ADA Compliance for Hotels and Hospitality Websites
Hotels, resorts, vacation rentals, and hospitality businesses are among the most frequently sued industries for ADA web accessibility violations. Booking engines, room photo galleries, and interactive maps create persistent accessibility barriers that put hospitality businesses at legal risk.
Why Hospitality Websites Face High ADA Risk
Hotels and hospitality businesses are quintessential places of public accommodation under ADA Title III. The DOJ has specifically addressed hotel website accessibility in enforcement actions, making it clear that online reservation systems must be accessible.
Additionally, the ADA's physical accommodation requirements for hotels (accessible rooms, facilities) have a natural digital extension: if a person with a disability cannot use the website to book an accessible room, the hotel is effectively denying them equal access to its services.
Critical Accessibility Areas for Hospitality Websites
Booking and Reservation Systems
- Date pickers for check-in/check-out must work with keyboard input
- Room type selectors need accessible names and state information
- Guest count and room count controls must be keyboard operable
- Search results need proper heading structure and screen reader announcements
- Price comparison and rate displays must be in accessible text, not images
- The complete booking flow must be completable without a mouse
Accessible Room Information
Hotels have a specific obligation to provide accessible room information online. The DOJ has stated that hotel reservation systems must:
- Identify and describe accessible rooms and features
- Allow guests to reserve accessible rooms through the same system as standard rooms
- Provide enough detail about accessibility features for guests to determine if the room meets their needs
Photo Galleries and Virtual Tours
- Room photos need descriptive alt text (room type, view, key features)
- Gallery navigation must work with keyboard
- Full-screen and lightbox views must trap focus and be dismissable with Escape
- 360-degree virtual tours need accessible alternatives
- Video content must have captions
Maps and Directions
- Interactive maps must have text-based alternatives (address, directions)
- Property maps showing amenity locations need text descriptions
- Embedded Google Maps or similar must not create keyboard traps
Amenity and Service Listings
- Restaurant menus (same issues as standalone restaurant websites)

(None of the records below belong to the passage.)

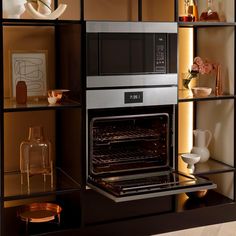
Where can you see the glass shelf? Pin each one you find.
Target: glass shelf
(11, 106)
(205, 24)
(212, 166)
(14, 190)
(30, 22)
(187, 96)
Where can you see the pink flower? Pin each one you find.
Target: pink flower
(202, 69)
(208, 68)
(195, 67)
(198, 61)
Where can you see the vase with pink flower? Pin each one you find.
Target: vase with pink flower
(199, 66)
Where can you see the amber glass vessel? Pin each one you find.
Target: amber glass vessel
(35, 155)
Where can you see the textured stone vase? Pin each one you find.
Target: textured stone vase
(13, 8)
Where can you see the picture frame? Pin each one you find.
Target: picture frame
(31, 67)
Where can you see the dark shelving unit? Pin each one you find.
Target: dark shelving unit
(82, 215)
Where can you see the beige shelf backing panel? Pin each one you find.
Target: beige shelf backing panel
(227, 7)
(117, 10)
(216, 44)
(209, 167)
(158, 10)
(218, 117)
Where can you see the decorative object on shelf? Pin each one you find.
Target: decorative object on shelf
(190, 159)
(56, 95)
(221, 12)
(188, 12)
(218, 83)
(193, 10)
(43, 13)
(201, 91)
(210, 14)
(199, 67)
(202, 139)
(31, 68)
(44, 6)
(197, 194)
(21, 92)
(39, 213)
(13, 8)
(35, 156)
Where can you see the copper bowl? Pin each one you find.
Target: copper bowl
(39, 212)
(197, 194)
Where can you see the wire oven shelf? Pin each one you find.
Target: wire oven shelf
(112, 134)
(128, 158)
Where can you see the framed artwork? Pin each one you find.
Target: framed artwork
(31, 67)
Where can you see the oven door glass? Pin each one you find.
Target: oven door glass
(129, 53)
(148, 185)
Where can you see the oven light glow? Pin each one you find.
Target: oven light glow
(185, 109)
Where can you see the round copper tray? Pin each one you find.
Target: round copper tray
(40, 212)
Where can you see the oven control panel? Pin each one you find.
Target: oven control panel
(133, 97)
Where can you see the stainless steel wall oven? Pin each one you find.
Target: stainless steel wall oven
(131, 117)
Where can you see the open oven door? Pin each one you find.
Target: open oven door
(148, 185)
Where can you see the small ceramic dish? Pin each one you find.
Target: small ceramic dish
(191, 159)
(201, 91)
(39, 212)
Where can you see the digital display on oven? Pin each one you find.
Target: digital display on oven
(133, 97)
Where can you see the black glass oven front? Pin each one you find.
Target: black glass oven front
(131, 53)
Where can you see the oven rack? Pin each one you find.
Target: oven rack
(128, 158)
(110, 134)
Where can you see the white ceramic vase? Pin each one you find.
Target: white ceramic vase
(13, 8)
(44, 9)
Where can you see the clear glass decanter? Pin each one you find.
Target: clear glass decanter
(35, 155)
(210, 14)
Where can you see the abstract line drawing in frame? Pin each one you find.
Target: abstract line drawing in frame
(31, 67)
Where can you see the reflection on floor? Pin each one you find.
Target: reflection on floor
(226, 229)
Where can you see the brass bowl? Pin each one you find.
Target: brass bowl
(39, 212)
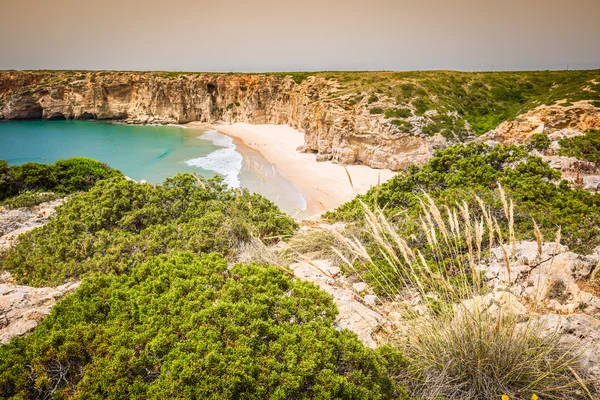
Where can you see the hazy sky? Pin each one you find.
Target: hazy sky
(300, 35)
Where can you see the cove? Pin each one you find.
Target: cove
(150, 153)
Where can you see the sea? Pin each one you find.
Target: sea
(151, 153)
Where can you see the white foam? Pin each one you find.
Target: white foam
(226, 162)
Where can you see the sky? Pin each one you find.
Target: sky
(300, 35)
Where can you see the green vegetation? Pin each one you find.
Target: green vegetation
(463, 171)
(481, 99)
(447, 125)
(585, 147)
(61, 178)
(183, 326)
(372, 99)
(398, 113)
(402, 125)
(119, 224)
(29, 199)
(455, 350)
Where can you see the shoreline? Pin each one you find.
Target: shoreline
(324, 185)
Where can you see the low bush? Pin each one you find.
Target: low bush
(29, 199)
(463, 171)
(372, 99)
(398, 113)
(402, 125)
(183, 326)
(62, 178)
(458, 346)
(585, 147)
(119, 224)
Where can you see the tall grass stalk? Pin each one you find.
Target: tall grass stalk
(464, 344)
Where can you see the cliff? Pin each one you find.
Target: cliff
(380, 119)
(334, 130)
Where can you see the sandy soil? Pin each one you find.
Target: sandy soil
(324, 185)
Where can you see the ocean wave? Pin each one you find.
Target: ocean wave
(226, 162)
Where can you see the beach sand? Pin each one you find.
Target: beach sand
(324, 185)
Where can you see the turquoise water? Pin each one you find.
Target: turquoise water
(150, 153)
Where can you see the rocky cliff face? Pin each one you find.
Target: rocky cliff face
(335, 129)
(555, 120)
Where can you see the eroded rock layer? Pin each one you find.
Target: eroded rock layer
(334, 128)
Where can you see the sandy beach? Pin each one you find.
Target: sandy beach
(324, 185)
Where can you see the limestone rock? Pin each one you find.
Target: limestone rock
(555, 120)
(550, 279)
(334, 129)
(15, 222)
(23, 307)
(581, 333)
(371, 299)
(353, 315)
(360, 287)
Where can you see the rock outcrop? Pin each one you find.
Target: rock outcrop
(353, 315)
(21, 220)
(335, 128)
(23, 307)
(556, 120)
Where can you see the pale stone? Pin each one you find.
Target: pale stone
(360, 287)
(371, 299)
(353, 315)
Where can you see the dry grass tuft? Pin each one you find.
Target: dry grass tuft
(457, 351)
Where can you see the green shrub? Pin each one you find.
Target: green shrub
(119, 224)
(402, 125)
(63, 177)
(585, 147)
(183, 326)
(539, 141)
(462, 171)
(421, 105)
(29, 199)
(398, 113)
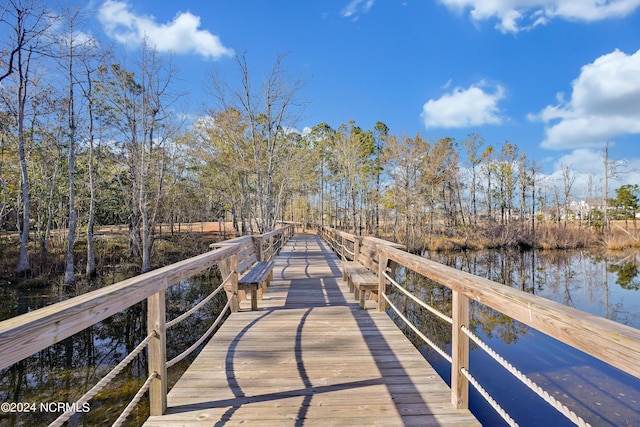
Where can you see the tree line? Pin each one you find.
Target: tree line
(90, 137)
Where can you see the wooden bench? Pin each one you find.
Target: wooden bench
(359, 279)
(361, 273)
(253, 276)
(255, 279)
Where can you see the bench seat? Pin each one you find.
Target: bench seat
(359, 279)
(256, 278)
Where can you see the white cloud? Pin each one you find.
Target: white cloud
(182, 35)
(356, 7)
(517, 15)
(473, 106)
(605, 104)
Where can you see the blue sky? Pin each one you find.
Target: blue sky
(558, 78)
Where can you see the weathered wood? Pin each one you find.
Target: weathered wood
(156, 319)
(308, 357)
(257, 277)
(24, 335)
(459, 351)
(609, 341)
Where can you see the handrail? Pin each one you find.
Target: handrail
(27, 334)
(613, 343)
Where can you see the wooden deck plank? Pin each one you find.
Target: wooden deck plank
(309, 356)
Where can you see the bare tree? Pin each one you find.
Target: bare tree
(268, 112)
(29, 21)
(139, 105)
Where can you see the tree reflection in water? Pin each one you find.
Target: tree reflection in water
(65, 371)
(603, 284)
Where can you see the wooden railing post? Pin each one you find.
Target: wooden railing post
(156, 318)
(272, 249)
(382, 282)
(235, 304)
(356, 248)
(459, 351)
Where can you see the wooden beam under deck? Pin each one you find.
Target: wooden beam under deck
(309, 356)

- Spa and activity booking systems must be keyboard accessible
- Event space information and booking forms need proper labels
- Loyalty program portals must meet the same standards as the main site
Common Violations on Hotel Websites
- Calendar date pickers that cannot be operated with keyboard
- Room photos and property images without alt text
- Inaccessible booking widgets embedded from third-party reservation systems
- Interactive property maps with no text alternative
- Low contrast text on hero images and promotional banners
- Missing accessible room descriptions in the reservation flow
- Auto-rotating image carousels without pause controls
- PDF event menus and spa menus that are not tagged for accessibility
How to Make Your Hospitality Website Accessible
- Scan your website. Run a free accessibility scan on your key pages: homepage, room listing page, a room detail page, the booking flow, and your amenities page.
- Audit your booking engine. If you use a third-party reservation system, test it independently for keyboard accessibility and screen reader support. Contact the vendor about accessibility improvements.
- Add alt text to all photos. Room photos should describe the room type and key features. Property photos should describe the facility. Accessible room photos should highlight accessibility features.
- Add accessible room information. Ensure your booking system identifies which rooms are accessible and describes their features (roll-in shower, grab bars, visual alarm, etc.).
- Provide text alternatives for maps. Include the street address, written directions, and a description of on-property amenity locations alongside interactive maps.
- Fix color contrast and navigation. Address contrast failures in hero images, promotional banners, and navigation menus. Ensure all navigation works with keyboard.
Third-Party Booking System Considerations
Many hotels use third-party booking engines that inject their own interfaces into the hotel website. You are legally responsible for the accessibility of the entire booking experience on your website, including third-party components. Work with your booking system vendor to address accessibility issues, and include accessibility requirements in your vendor agreements.
Ongoing Compliance
Hospitality websites update frequently with seasonal promotions, event listings, new room types, and rate changes. Set up continuous monitoring to maintain compliance as your site evolves.